Nous l'aurons compris, l'ESA ne semble pas prête à placer l'addiction aux jeux vidéo sur le même plan que les autres troubles du comportement similaires déjà reconnus par l'OMS comme par exemple l'addiction aux jeux d'argent. Plus qu'une simple reconnaissance de la maladie, ce classement permettrait surtout aux personnes atteintes de bénéficier d'un encadrement médical adapté.

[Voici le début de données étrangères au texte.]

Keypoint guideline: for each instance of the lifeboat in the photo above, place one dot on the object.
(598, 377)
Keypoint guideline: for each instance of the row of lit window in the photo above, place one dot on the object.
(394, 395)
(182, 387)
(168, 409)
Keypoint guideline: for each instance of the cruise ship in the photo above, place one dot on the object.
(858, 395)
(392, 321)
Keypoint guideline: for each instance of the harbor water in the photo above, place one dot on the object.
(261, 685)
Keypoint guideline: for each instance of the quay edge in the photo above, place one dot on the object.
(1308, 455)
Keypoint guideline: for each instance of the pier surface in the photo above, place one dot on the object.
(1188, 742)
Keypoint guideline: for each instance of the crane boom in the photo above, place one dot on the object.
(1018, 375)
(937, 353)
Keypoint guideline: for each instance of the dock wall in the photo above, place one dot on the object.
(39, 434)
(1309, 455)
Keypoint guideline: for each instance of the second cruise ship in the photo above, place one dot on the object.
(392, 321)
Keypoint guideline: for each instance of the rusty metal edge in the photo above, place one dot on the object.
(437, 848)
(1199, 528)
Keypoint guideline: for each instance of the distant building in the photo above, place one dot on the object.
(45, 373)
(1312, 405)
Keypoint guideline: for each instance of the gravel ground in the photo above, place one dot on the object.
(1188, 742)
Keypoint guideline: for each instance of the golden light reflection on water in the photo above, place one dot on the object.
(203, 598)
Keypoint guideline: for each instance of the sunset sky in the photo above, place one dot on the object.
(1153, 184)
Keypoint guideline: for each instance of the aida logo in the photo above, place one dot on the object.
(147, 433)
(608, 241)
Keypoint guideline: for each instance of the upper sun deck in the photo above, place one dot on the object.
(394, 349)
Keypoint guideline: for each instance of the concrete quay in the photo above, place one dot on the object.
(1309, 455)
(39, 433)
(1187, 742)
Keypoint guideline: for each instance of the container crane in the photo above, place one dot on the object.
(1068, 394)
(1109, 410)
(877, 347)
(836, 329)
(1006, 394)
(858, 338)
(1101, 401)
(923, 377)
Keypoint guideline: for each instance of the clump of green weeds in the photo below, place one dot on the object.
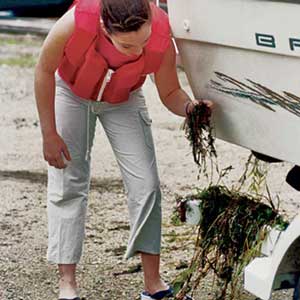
(234, 223)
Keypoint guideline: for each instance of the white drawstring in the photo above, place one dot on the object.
(87, 153)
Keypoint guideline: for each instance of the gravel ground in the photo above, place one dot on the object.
(102, 273)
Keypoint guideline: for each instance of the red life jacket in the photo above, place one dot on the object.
(84, 68)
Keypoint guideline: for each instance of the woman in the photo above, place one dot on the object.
(92, 65)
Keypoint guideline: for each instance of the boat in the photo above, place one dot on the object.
(244, 55)
(35, 8)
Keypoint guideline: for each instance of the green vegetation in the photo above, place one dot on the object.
(234, 223)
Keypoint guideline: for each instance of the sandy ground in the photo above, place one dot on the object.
(102, 273)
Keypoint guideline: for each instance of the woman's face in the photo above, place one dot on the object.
(132, 43)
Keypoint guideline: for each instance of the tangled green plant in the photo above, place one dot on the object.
(233, 224)
(230, 235)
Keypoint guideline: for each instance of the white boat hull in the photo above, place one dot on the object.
(238, 54)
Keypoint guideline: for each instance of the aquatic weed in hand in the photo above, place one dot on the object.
(199, 132)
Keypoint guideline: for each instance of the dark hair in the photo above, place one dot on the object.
(125, 15)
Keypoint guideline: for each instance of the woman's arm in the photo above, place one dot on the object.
(44, 84)
(170, 92)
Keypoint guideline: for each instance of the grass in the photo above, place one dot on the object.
(24, 61)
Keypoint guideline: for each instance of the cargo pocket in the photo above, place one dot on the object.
(146, 125)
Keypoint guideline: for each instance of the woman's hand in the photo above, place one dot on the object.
(191, 104)
(55, 150)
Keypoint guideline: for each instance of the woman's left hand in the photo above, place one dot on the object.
(193, 103)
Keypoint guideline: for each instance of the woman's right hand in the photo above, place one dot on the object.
(55, 150)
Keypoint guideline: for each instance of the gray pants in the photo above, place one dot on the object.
(128, 128)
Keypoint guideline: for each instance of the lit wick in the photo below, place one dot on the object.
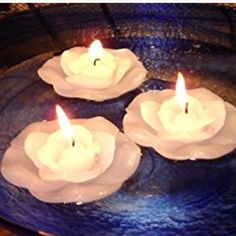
(73, 142)
(186, 108)
(96, 60)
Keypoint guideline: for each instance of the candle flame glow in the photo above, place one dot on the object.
(64, 123)
(95, 50)
(180, 91)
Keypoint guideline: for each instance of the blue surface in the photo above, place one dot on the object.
(163, 197)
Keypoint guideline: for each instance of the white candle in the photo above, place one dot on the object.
(93, 73)
(82, 161)
(96, 63)
(193, 124)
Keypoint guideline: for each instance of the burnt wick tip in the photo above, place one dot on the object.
(186, 108)
(96, 60)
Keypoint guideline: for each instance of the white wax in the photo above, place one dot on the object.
(117, 160)
(154, 119)
(73, 73)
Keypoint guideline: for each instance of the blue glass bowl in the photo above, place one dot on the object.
(163, 197)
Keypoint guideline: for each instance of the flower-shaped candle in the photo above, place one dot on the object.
(82, 162)
(179, 125)
(93, 73)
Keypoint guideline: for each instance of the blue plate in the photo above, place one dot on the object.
(163, 197)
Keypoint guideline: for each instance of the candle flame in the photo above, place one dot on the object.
(64, 122)
(95, 50)
(180, 91)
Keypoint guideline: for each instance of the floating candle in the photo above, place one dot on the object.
(93, 73)
(84, 161)
(179, 125)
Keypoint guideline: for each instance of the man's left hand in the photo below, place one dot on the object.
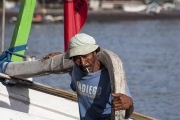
(121, 101)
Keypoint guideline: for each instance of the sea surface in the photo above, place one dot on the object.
(150, 51)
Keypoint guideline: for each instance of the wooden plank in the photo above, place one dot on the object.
(23, 26)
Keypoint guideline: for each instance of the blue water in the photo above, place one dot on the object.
(150, 51)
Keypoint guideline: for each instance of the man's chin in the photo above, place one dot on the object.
(86, 70)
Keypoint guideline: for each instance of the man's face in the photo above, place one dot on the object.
(85, 62)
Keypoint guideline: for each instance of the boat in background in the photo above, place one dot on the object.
(134, 7)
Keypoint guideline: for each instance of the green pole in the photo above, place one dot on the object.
(23, 26)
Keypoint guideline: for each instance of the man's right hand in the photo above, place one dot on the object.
(51, 55)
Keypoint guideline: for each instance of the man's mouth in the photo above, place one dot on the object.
(85, 69)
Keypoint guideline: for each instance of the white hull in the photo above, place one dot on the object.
(35, 103)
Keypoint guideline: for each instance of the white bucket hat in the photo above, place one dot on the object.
(81, 44)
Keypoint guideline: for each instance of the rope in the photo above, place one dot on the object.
(3, 26)
(6, 57)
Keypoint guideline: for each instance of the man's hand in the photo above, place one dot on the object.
(121, 101)
(51, 55)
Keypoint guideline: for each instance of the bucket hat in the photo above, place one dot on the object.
(81, 44)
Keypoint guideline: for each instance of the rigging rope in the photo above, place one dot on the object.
(3, 26)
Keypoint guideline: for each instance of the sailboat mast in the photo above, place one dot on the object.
(75, 14)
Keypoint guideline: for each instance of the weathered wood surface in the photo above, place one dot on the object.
(36, 68)
(40, 102)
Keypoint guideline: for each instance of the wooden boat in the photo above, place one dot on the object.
(27, 100)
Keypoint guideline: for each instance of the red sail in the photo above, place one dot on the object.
(75, 14)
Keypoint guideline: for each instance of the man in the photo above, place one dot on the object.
(91, 81)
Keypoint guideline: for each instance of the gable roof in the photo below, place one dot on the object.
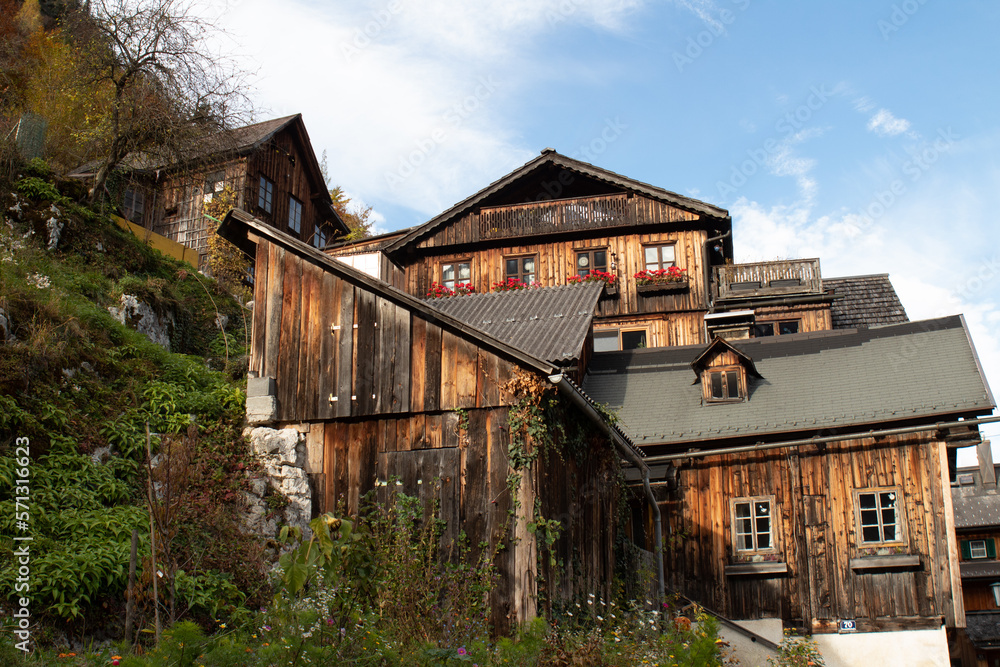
(243, 230)
(550, 157)
(550, 323)
(847, 379)
(866, 301)
(718, 345)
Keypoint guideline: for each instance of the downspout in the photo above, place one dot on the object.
(628, 453)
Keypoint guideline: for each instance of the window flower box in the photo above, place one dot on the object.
(610, 281)
(672, 279)
(655, 288)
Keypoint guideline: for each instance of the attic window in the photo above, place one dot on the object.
(724, 384)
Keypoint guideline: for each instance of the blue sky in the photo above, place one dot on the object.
(863, 133)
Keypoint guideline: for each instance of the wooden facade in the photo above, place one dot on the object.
(818, 571)
(393, 390)
(282, 154)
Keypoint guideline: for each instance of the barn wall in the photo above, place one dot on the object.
(816, 535)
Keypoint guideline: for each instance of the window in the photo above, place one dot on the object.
(781, 328)
(974, 549)
(611, 340)
(295, 215)
(133, 204)
(659, 257)
(591, 260)
(752, 524)
(265, 194)
(319, 238)
(878, 516)
(520, 268)
(456, 273)
(724, 384)
(214, 183)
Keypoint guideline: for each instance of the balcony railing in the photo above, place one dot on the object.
(556, 216)
(794, 276)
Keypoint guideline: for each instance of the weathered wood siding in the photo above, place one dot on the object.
(557, 261)
(524, 219)
(810, 317)
(815, 531)
(322, 338)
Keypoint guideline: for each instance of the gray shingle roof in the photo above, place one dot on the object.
(983, 629)
(811, 381)
(550, 323)
(868, 301)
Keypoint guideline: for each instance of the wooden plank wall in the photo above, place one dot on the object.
(684, 328)
(380, 360)
(183, 195)
(811, 317)
(815, 533)
(557, 261)
(283, 161)
(467, 228)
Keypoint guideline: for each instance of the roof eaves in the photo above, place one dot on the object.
(680, 201)
(241, 238)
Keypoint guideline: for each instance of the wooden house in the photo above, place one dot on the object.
(804, 478)
(390, 389)
(270, 167)
(977, 523)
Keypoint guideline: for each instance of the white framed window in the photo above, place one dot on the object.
(879, 519)
(456, 273)
(610, 340)
(753, 526)
(658, 257)
(520, 268)
(295, 215)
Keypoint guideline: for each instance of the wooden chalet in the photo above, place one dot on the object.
(387, 387)
(977, 522)
(804, 478)
(270, 167)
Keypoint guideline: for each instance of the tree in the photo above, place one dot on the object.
(357, 218)
(167, 90)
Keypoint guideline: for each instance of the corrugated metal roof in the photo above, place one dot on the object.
(983, 629)
(550, 323)
(978, 570)
(868, 301)
(810, 381)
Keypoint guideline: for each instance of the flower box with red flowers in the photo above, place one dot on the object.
(661, 280)
(610, 281)
(512, 284)
(439, 291)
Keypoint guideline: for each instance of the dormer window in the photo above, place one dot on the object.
(723, 371)
(725, 384)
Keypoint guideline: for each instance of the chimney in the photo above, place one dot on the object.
(987, 473)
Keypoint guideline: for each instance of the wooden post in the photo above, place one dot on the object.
(152, 534)
(130, 606)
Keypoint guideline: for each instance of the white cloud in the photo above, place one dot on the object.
(408, 98)
(884, 124)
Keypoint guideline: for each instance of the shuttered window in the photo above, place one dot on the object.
(973, 549)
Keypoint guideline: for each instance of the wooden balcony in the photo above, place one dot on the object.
(562, 215)
(743, 281)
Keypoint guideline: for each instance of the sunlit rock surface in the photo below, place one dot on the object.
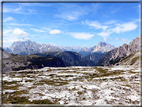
(119, 85)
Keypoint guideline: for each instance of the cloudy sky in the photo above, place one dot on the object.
(71, 24)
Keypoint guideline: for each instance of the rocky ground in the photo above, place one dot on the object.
(119, 85)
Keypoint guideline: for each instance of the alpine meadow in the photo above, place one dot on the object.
(71, 54)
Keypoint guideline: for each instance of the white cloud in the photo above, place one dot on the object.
(125, 27)
(104, 34)
(20, 32)
(52, 44)
(105, 39)
(71, 12)
(96, 24)
(124, 40)
(8, 19)
(16, 24)
(37, 30)
(55, 31)
(81, 35)
(110, 22)
(119, 28)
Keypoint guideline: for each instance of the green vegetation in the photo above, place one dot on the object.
(45, 101)
(134, 60)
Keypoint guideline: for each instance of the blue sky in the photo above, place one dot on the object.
(71, 24)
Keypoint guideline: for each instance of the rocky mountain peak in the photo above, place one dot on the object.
(119, 52)
(101, 44)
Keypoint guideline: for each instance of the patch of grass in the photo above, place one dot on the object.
(134, 60)
(79, 92)
(45, 101)
(52, 82)
(9, 83)
(15, 100)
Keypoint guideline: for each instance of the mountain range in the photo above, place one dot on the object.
(123, 55)
(120, 52)
(28, 47)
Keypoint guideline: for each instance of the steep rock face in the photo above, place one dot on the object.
(94, 57)
(5, 54)
(21, 62)
(121, 51)
(28, 47)
(69, 58)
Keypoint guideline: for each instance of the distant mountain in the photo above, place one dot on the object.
(21, 62)
(94, 57)
(133, 59)
(28, 47)
(119, 52)
(101, 47)
(69, 58)
(5, 54)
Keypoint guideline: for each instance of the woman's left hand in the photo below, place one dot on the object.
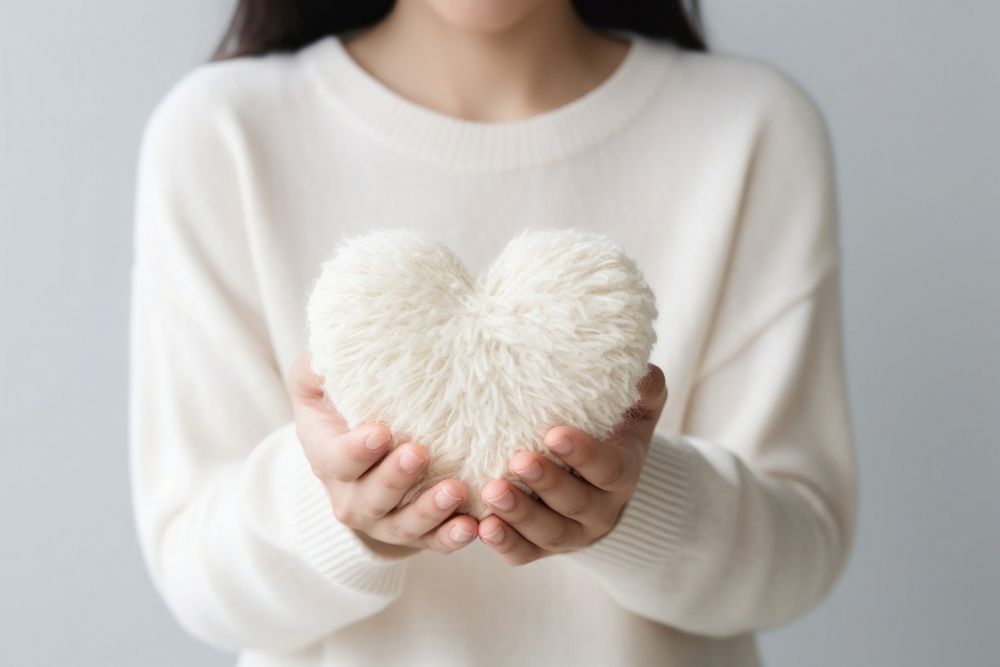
(576, 511)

La dépendance serait définie par un certain nombre de comportements: altération du contrôle, notamment en matière de temps de jeu; priorité toujours donnée à ce loisir sur les autres activités; poursuite de cette activité en dépit des conséquences négatives. "C'est le but de tous les jeux mais dans les situations addictives, cela devient problématique", a d'ailleurs déclaré le docteur Bruno Rocher, psychiatre addictologue au CHU de Nantes pour Sciences et Avenir.

Ainsi l'OMS entend alerter sur les comportements déviants sans remettre en cause le principe ludique des jeux vidéo.

Cette décision banalise dangereusement les vrais problèmes de santé mentale. Faites-nous part de votre expérience dans les commentaires.